Dive Brief:
- Senate Bill 1456, which allows regulated electric utilities to impose a bill surcharge on customers who install rooftop solar panels or small wind turbines, passed the Oklahoma House of Representatives on Monday 83-5 with no debate. It passed the Senate last month. Gov. Mary Fallin is expected to approve it.
- Supported by Oklahoma Gas and Electric Co. (OG&E) and Public Service Co. of Oklahoma (PSO), the state's major electric utilities, but opposed by renewables advocates, the bill sets up a process at the Oklahoma Corporation Commission (OCC) to establish a separate customer class and monthly surcharge for distributed generation (DG). As many as ten previous debates across the U.S. have gone against similar proposals by utilities.
- The surcharge is to be imposed by the end of 2015. It will not apply to customers who already have installed DG systems or to participants in electric cooperatives not regulated by the OCC. Legislators overwhelming agreed with utility representatives that the surcharge is needed to prevent non-DG-owning ratepayers from bearing the largest part of the burden for infrastructure costs prorated by electricity consumption on customers’ bills.
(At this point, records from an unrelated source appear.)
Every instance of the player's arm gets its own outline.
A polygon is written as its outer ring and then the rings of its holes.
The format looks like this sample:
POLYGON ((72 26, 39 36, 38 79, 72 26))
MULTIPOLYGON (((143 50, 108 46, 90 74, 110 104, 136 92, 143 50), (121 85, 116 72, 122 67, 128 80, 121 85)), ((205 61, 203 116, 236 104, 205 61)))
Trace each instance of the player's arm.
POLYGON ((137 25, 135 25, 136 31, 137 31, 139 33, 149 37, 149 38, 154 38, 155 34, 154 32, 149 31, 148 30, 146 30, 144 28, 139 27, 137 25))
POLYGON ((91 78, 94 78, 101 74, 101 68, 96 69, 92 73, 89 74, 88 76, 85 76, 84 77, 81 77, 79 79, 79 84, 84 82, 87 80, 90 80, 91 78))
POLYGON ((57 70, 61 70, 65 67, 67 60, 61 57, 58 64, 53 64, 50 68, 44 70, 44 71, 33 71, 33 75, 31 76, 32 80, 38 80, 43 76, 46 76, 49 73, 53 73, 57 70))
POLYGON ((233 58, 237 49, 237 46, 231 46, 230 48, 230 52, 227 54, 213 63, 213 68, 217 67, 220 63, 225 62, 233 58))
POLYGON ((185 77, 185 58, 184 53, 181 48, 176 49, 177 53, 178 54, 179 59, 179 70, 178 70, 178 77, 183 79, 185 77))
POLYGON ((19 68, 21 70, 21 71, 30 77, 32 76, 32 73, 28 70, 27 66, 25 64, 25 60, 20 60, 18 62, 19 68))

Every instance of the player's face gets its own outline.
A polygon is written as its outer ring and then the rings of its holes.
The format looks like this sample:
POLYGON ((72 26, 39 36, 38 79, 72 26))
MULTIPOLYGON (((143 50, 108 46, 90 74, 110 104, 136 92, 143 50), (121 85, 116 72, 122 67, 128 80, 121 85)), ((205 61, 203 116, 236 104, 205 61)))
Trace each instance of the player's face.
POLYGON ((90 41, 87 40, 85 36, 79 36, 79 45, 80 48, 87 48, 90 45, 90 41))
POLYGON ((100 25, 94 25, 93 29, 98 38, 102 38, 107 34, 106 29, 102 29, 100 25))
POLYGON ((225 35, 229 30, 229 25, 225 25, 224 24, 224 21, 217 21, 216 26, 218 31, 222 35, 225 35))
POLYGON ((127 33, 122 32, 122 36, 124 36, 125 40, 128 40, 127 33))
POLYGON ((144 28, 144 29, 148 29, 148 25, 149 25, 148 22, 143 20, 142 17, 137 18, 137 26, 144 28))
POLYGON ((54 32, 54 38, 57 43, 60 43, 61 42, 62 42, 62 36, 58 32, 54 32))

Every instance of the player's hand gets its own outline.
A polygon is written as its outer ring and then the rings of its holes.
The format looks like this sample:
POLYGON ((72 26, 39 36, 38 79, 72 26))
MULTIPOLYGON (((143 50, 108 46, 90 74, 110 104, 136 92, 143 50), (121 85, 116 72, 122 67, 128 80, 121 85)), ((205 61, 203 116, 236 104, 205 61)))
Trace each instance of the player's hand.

- DG advocates argued the burden on non-DG-owning ratepayers is not significant because the number of OG&E and PSO customers who have DG systems is small. The bill, they said, protects dwindling utility profits as DG use grows rapidly and utilities fail to accommodate it with new business models.
Dive Insight:
This could be the first complete defeat for solar advocates in their fight against utility efforts to recover costs lost to DG use. It remains to be determined how the surcharge amount set up by the OCC will affect solar growth in Oklahoma.
The Arizona Corporation Commission last year approved a similar surcharge but, at $0.70 per kilowatt, was viewed by solar advocates as low enough to not stop industry growth.
“A $0.70 per kilowatt charge will hamper the industry,” Sunrun VP and The Alliance for Solar Choice (TASC) President Bryan Miller told this reporter at the time. “We cannot sustain a $1.00 per kilowatt charge.”